36. The method of claim 35, wherein the additional active agent is an FGFR4 inhibitor.

37. The method of claim 36, wherein the additional active agent is a small inhibiting RNA (FGFR4-siRNA), an FGFR4 antagonist antibody, or a small molecule FGFR4 inhibitor.

38. (canceled)

39. (canceled)

40. The method of claim 29, wherein the additional active agent is a checkpoint inhibitor or an immune checkpoint blockade agent.

41. The method of claim 40, wherein the additional active agent is an inhibitor of CTLA4, PD-1 or PD-L1.

42. The method of claim 41, wherein the additional active agent is a PD-1 antibody.

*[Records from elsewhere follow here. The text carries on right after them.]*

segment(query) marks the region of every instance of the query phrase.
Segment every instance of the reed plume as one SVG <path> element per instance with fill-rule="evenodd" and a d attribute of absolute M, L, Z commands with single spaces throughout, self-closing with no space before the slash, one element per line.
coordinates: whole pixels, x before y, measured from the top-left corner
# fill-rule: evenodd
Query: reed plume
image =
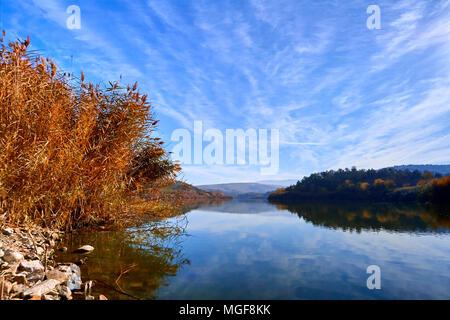
<path fill-rule="evenodd" d="M 65 229 L 121 221 L 142 185 L 180 170 L 153 137 L 147 96 L 74 80 L 29 44 L 1 38 L 0 214 Z"/>

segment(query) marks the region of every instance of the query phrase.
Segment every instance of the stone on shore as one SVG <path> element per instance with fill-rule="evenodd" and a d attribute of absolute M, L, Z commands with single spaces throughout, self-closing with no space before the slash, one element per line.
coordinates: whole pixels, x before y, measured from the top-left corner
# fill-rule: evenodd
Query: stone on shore
<path fill-rule="evenodd" d="M 25 271 L 28 273 L 43 273 L 44 272 L 44 266 L 39 260 L 33 260 L 33 261 L 22 261 L 19 264 L 19 271 Z"/>
<path fill-rule="evenodd" d="M 76 264 L 59 265 L 55 269 L 47 272 L 47 279 L 57 280 L 64 283 L 70 290 L 81 289 L 81 270 Z"/>
<path fill-rule="evenodd" d="M 45 280 L 25 290 L 23 292 L 23 295 L 24 297 L 43 296 L 52 291 L 53 289 L 55 289 L 58 284 L 59 284 L 58 280 L 54 279 Z"/>
<path fill-rule="evenodd" d="M 14 229 L 13 228 L 5 228 L 5 229 L 2 230 L 2 233 L 5 236 L 10 236 L 10 235 L 12 235 L 14 233 Z"/>
<path fill-rule="evenodd" d="M 89 253 L 94 251 L 94 247 L 90 245 L 84 245 L 75 250 L 76 253 Z"/>
<path fill-rule="evenodd" d="M 8 249 L 5 251 L 2 259 L 8 263 L 21 262 L 23 260 L 23 254 L 16 250 Z"/>

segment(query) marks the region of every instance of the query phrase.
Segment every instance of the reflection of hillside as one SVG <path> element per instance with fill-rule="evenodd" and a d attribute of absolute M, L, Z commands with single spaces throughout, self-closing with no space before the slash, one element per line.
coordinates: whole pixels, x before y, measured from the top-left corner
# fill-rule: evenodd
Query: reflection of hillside
<path fill-rule="evenodd" d="M 81 265 L 83 281 L 93 280 L 95 295 L 104 294 L 109 299 L 154 299 L 161 286 L 167 285 L 167 277 L 173 277 L 178 269 L 189 263 L 182 256 L 179 236 L 182 229 L 168 225 L 152 225 L 132 232 L 83 232 L 73 234 L 63 245 L 67 254 L 60 253 L 59 262 L 77 261 L 80 255 L 74 249 L 91 244 L 95 250 Z M 115 280 L 121 271 L 131 267 Z M 120 293 L 119 291 L 123 291 Z"/>
<path fill-rule="evenodd" d="M 255 214 L 262 212 L 275 211 L 275 207 L 268 203 L 267 201 L 261 200 L 231 200 L 222 203 L 220 206 L 217 205 L 202 205 L 198 208 L 200 211 L 217 211 L 217 212 L 227 212 L 227 213 L 246 213 Z"/>
<path fill-rule="evenodd" d="M 277 204 L 314 225 L 343 230 L 438 231 L 450 229 L 448 209 L 430 206 Z"/>

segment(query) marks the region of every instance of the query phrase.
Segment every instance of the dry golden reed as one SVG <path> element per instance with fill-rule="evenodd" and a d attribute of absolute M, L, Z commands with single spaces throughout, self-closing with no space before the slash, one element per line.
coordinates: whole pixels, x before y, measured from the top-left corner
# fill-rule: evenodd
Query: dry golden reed
<path fill-rule="evenodd" d="M 142 185 L 179 170 L 152 137 L 147 96 L 137 84 L 100 88 L 84 74 L 69 81 L 51 59 L 29 54 L 29 44 L 6 45 L 3 32 L 0 215 L 65 229 L 129 217 Z"/>

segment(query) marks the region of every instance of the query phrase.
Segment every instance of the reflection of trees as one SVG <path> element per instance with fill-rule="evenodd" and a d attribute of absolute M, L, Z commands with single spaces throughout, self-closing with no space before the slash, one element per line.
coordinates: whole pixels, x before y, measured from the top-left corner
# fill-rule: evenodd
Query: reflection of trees
<path fill-rule="evenodd" d="M 450 228 L 449 210 L 442 207 L 317 203 L 276 206 L 314 225 L 332 229 L 426 232 Z"/>
<path fill-rule="evenodd" d="M 168 284 L 168 277 L 189 264 L 181 243 L 185 222 L 185 218 L 179 218 L 176 223 L 155 222 L 127 231 L 73 234 L 64 243 L 69 253 L 57 259 L 77 261 L 79 255 L 70 252 L 91 244 L 95 250 L 81 270 L 83 281 L 94 281 L 94 293 L 109 299 L 154 299 L 158 289 Z"/>

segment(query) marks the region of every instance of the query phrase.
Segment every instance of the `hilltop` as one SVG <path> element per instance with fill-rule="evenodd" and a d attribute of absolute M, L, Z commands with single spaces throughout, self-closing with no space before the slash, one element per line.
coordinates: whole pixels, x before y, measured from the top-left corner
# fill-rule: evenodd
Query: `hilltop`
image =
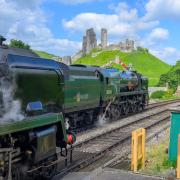
<path fill-rule="evenodd" d="M 132 64 L 133 69 L 149 78 L 149 85 L 156 86 L 162 74 L 167 73 L 171 66 L 146 51 L 129 53 L 119 50 L 93 50 L 90 54 L 78 59 L 75 64 L 102 66 L 115 59 L 116 56 L 126 64 Z M 121 69 L 119 65 L 113 65 Z"/>
<path fill-rule="evenodd" d="M 36 53 L 39 57 L 41 58 L 45 58 L 45 59 L 61 59 L 61 57 L 59 56 L 55 56 L 53 54 L 44 52 L 44 51 L 37 51 L 37 50 L 33 50 L 34 53 Z"/>
<path fill-rule="evenodd" d="M 161 75 L 159 85 L 164 86 L 166 83 L 170 88 L 177 89 L 178 84 L 180 84 L 180 60 L 167 73 Z"/>

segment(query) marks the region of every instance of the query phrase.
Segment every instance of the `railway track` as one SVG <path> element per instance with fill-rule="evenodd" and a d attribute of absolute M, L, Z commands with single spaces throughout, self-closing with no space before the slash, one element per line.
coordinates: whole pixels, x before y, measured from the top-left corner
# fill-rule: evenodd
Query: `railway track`
<path fill-rule="evenodd" d="M 73 163 L 63 169 L 57 176 L 61 177 L 70 171 L 80 170 L 97 161 L 112 149 L 130 141 L 131 132 L 137 128 L 143 127 L 149 130 L 160 124 L 167 124 L 170 118 L 167 105 L 176 102 L 179 102 L 179 100 L 155 103 L 142 115 L 137 114 L 133 117 L 124 118 L 121 125 L 78 141 L 74 146 Z"/>
<path fill-rule="evenodd" d="M 162 101 L 162 102 L 157 102 L 157 103 L 152 103 L 152 104 L 149 104 L 145 109 L 144 111 L 141 111 L 141 112 L 135 112 L 135 113 L 129 113 L 128 115 L 122 115 L 120 118 L 123 119 L 123 118 L 127 118 L 127 117 L 130 117 L 130 116 L 133 116 L 133 115 L 136 115 L 136 114 L 140 114 L 142 112 L 146 112 L 150 109 L 153 109 L 153 108 L 156 108 L 156 107 L 162 107 L 162 106 L 165 106 L 165 105 L 168 105 L 168 104 L 172 104 L 172 103 L 176 103 L 176 102 L 180 102 L 180 99 L 179 100 L 170 100 L 170 101 Z M 118 120 L 117 120 L 118 121 Z M 111 122 L 110 122 L 111 123 Z M 77 135 L 79 134 L 82 134 L 84 133 L 85 131 L 91 131 L 92 129 L 94 128 L 97 128 L 99 127 L 99 123 L 95 123 L 93 125 L 89 125 L 88 127 L 82 127 L 82 128 L 78 128 L 76 130 L 74 130 L 74 133 L 76 133 Z"/>

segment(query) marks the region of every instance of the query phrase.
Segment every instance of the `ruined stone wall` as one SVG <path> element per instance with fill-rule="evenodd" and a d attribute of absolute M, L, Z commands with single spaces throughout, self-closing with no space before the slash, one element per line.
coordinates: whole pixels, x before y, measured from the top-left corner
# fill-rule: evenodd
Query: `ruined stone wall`
<path fill-rule="evenodd" d="M 96 33 L 93 28 L 86 31 L 86 36 L 83 37 L 82 46 L 83 55 L 90 53 L 93 48 L 97 47 Z"/>

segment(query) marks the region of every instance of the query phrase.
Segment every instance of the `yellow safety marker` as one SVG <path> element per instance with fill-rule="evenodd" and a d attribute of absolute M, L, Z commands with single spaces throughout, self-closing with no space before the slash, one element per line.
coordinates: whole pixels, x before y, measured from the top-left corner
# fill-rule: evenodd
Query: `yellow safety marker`
<path fill-rule="evenodd" d="M 146 130 L 144 128 L 137 129 L 132 132 L 131 145 L 131 170 L 138 171 L 138 167 L 145 167 L 145 140 Z"/>
<path fill-rule="evenodd" d="M 177 178 L 180 178 L 180 134 L 178 136 Z"/>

43. The method of claim 29, wherein the additional active agent is a tyrosine kinase inhibitor.

44. The method of claim 43, wherein the tyrosine kinase inhibitor is sorafenib or lenvatinib or a combination thereof.

45. (canceled)

46. The method of claim 45, wherein sorafenib is administered concomitant or post saRNA treatment.

47. The method of claim 29, wherein the subject further receives Radiofrequency ablation (RFA) treatment.

48. The method of claim 47, wherein the subject receives RFA treatment prior to saRNA treatment.

49. The method of claim 29, wherein the subject further receives a tyrosine kinase inhibitor treatment and a checkpoint inhibitor treatment.

50. The method of claim 49, wherein the tyrosine kinase inhibitor is sorafenib and the checkpoint inhibitor is a PD-1 inhibitor.

51. The method of claim 29, wherein the subject has cancer.

52. The method of claim 51, wherein the cancer is selected from hepatocellular carcinoma (HCC), colorectal cancer, gastric cancer, skin cancer, pancreatic cancer, head and neck cancer, cervical cancer, and prostate cancer.